Manchin, a millionaire who made his fortune in coal and lived on a yacht when he was in Washington, was unmoved. He would fire back with vague concerns about poor people using their tax refunds to buy drugs. According to the source, a good chunk of the Democratic caucus refused to keep dealing with Manchin.

“There’s ten to twenty of them that are just so angry at him,” the source said of the Senate Democrats.

With Manchin increasingly digging in and his fellow Democratic senators giving up, some lawmakers wanted Biden to step in.

“Manchin was not with us and the way to do this was to take him away to Camp David and just pound this out, get an agreement from him,” the source said.

In December 2021, Manchin decided he was done talking, picked a fight with the White House over a press office statement naming him as a continued holdout, and then went on Fox News to torpedo BBB for good. It took several months for Schumer’s staff to find a way to re-engage with him.

Few on either the House or Senate side had much good to say about the White House’s negotiating efforts, and some offered blistering criticism.

“You just don’t need the smartest policy person to do these kind of things,” the former Senate aide observed. “You need someone who knows Joe Manchin and what he gives a shit about and has a relationship with him and has known him for years.”

The consequences of failing to bring Manchin along were apparent to all. Midterm elections were fast approaching. Those races are normally a bloodbath for a first-term president’s party and Biden risked heading into them having few legislative accomplishments to show for his first years in office.
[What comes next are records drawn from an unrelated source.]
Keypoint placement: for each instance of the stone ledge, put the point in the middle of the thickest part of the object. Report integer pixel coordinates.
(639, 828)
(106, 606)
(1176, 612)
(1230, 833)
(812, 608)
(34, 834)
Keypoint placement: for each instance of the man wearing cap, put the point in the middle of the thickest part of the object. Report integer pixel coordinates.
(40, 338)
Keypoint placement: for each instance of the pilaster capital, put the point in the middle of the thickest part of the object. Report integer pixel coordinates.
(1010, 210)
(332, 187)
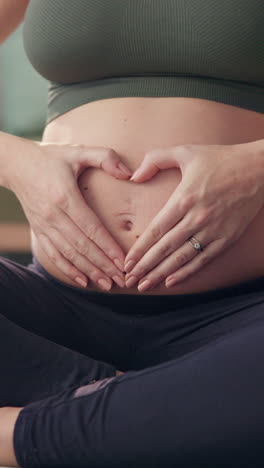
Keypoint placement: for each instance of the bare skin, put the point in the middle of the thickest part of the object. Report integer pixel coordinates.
(133, 126)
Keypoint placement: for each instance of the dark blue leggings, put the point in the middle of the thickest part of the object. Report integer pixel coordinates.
(192, 394)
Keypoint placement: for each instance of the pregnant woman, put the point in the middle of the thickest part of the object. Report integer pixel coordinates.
(104, 361)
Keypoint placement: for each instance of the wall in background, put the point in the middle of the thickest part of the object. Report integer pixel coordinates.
(23, 100)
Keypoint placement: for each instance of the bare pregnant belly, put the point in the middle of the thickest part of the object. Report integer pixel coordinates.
(133, 126)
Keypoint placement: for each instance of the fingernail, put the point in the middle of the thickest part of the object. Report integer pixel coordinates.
(104, 284)
(119, 281)
(145, 285)
(124, 169)
(119, 264)
(81, 282)
(129, 265)
(136, 174)
(131, 281)
(170, 282)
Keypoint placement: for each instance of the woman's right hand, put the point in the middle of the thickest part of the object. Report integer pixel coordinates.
(45, 180)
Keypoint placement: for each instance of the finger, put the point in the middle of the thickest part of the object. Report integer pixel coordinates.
(168, 244)
(61, 262)
(212, 250)
(81, 251)
(102, 158)
(91, 270)
(87, 221)
(182, 256)
(170, 215)
(154, 161)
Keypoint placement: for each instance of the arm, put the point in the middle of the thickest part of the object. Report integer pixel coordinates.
(11, 14)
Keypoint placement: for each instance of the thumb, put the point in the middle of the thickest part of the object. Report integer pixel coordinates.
(155, 161)
(102, 158)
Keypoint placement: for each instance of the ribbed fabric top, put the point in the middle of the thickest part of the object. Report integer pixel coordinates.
(101, 49)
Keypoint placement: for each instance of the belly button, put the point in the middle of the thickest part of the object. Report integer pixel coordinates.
(127, 225)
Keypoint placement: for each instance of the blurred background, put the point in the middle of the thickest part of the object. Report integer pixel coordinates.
(23, 98)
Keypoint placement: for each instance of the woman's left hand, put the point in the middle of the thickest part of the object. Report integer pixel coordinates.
(221, 191)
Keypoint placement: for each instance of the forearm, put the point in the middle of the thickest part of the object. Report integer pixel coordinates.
(12, 150)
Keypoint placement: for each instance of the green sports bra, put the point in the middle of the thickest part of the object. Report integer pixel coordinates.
(101, 49)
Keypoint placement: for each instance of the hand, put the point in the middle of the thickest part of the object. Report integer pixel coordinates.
(220, 193)
(70, 233)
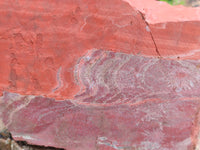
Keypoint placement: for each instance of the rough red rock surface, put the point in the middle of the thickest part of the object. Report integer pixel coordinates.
(126, 73)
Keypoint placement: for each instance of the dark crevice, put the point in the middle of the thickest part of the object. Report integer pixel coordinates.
(143, 18)
(5, 135)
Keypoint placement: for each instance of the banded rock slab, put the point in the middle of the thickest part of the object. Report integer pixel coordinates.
(126, 73)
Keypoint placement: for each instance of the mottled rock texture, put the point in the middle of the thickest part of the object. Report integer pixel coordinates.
(100, 74)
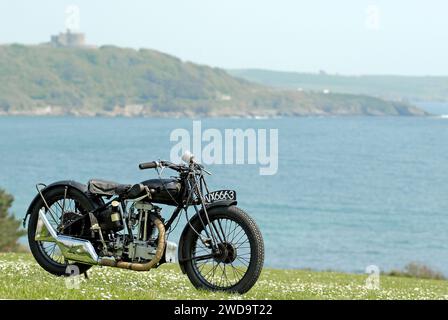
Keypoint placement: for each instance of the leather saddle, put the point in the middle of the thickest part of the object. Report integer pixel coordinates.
(109, 188)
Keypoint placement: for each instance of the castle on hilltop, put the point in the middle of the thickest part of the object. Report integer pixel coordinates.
(68, 39)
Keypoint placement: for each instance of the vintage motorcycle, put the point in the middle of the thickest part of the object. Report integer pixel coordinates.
(75, 226)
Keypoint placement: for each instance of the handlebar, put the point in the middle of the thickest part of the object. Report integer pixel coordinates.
(167, 164)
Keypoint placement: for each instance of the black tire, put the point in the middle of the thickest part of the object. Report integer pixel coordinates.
(243, 279)
(58, 268)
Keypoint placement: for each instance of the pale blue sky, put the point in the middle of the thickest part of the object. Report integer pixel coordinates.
(344, 36)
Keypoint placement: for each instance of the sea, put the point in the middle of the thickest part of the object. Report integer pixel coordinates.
(349, 192)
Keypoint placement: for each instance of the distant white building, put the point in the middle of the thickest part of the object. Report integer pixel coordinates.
(68, 39)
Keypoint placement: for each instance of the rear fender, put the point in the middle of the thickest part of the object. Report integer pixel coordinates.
(66, 183)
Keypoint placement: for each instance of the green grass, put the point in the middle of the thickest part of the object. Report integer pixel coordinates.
(22, 278)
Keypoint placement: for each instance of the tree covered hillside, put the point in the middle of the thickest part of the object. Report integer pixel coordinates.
(36, 80)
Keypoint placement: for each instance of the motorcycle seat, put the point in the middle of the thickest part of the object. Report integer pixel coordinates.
(107, 188)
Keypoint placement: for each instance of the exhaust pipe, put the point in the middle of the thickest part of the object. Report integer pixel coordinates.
(81, 250)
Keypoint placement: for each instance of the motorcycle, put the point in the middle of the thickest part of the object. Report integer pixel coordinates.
(73, 225)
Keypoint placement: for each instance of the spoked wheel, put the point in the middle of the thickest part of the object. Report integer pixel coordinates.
(65, 206)
(236, 263)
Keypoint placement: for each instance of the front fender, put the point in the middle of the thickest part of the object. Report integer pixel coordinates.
(181, 253)
(69, 183)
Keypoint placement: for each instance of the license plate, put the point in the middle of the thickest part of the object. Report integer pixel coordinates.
(220, 195)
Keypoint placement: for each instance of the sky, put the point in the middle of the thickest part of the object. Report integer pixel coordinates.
(406, 37)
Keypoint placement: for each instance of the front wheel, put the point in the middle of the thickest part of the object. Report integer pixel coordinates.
(236, 263)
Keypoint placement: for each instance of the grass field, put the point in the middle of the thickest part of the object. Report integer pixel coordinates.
(22, 278)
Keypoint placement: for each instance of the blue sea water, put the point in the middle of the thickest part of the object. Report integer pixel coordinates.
(349, 192)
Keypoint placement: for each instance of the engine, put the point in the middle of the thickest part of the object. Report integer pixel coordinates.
(138, 246)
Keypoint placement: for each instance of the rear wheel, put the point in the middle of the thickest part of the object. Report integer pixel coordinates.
(64, 204)
(239, 261)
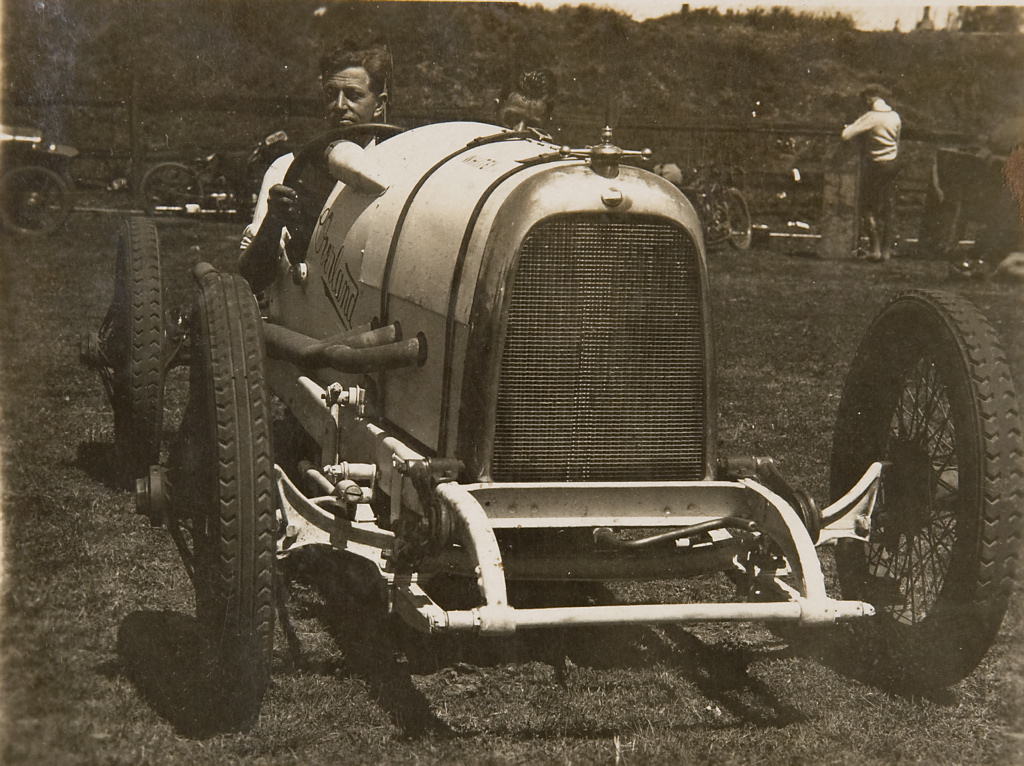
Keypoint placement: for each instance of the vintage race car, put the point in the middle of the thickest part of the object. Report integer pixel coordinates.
(495, 359)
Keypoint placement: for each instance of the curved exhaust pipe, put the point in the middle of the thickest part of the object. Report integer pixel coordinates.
(306, 351)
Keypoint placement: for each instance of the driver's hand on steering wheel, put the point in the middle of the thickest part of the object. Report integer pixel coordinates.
(283, 205)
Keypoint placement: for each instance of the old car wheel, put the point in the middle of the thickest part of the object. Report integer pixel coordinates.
(930, 392)
(222, 517)
(33, 201)
(131, 339)
(738, 216)
(169, 187)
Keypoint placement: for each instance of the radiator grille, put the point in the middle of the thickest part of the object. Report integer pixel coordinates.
(602, 374)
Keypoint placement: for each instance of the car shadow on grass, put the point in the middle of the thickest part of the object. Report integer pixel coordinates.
(161, 653)
(848, 652)
(98, 461)
(385, 653)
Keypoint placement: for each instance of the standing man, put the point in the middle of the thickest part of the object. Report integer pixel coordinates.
(879, 129)
(528, 101)
(354, 85)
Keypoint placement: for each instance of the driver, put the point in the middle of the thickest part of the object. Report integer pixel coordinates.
(354, 84)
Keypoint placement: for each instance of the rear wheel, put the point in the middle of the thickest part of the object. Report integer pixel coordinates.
(131, 340)
(33, 201)
(169, 186)
(223, 516)
(930, 392)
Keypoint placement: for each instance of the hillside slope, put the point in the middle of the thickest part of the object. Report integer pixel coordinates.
(451, 58)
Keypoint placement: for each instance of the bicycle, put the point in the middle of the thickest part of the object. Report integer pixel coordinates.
(221, 182)
(722, 208)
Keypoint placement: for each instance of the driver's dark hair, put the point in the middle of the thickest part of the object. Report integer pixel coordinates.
(376, 60)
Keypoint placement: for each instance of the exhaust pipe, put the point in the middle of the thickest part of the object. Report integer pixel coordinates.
(306, 351)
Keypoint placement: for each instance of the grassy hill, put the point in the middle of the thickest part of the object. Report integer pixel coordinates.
(452, 58)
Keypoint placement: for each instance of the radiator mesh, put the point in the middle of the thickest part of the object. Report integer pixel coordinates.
(602, 373)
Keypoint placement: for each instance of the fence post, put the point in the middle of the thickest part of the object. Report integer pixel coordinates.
(840, 214)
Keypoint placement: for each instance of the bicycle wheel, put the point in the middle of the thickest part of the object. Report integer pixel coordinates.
(222, 515)
(738, 217)
(931, 393)
(714, 217)
(169, 186)
(33, 201)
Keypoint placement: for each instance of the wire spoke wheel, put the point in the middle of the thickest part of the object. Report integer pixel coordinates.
(930, 393)
(131, 341)
(223, 511)
(170, 186)
(33, 201)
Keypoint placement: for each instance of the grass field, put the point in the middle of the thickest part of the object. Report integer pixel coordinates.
(99, 647)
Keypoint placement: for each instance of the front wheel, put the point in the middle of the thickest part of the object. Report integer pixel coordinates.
(131, 339)
(930, 393)
(33, 201)
(223, 511)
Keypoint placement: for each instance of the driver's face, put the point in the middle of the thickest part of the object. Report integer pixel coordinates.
(349, 98)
When Schumer’s office finally brought Manchin back to the table, he agreed to let a bill proceed. But it was no longer BBB. It was renamed the Inflation Reduction Act and it was limited to the programs that Manchin was willing to entertain.

Biden ran for president as a staunch moderate. However, after his efforts to connect with progressives, they proved to be far better allies for him than the centrists in his party.

For her part, Jayapal argued it was the progressive caucus’s defense of Biden that ensured even a reduced version of his agenda had passed. “I would argue that the Inflation Reduction Act would never have happened had we not passed Build Back Better in the House,” Jayapal said.

A senior House aide explained that Jayapal deserved “a ton of credit” for managing to keep her caucus together and willing to back Biden even as the centrists carved progressive priorities out of his legislation. “It took a lot of discipline to keep people focused on the end goal—climate, lowering prescription drug costs,” the House aide said. “Jayapal was strong there.”

Former White House press secretary Jen Psaki put things more in the president’s court. In an interview for this book, Psaki argued that—whatever issues there may have been with the process—Biden knew exactly what he was doing all along.

“Biden has negotiated a lot of deals,” Psaki said about the process of passing the Inflation Reduction Act into law. “Sometimes, as somebody who recognizes you need to plant the seeds and water and let things grow for a while, it’s not always it’s going to happen this moment, tomorrow. Sometimes things take a while to grow, and sometimes things need to happen behind the scenes, and he recognized that from having struck a lot of deals, and I think now people see that.”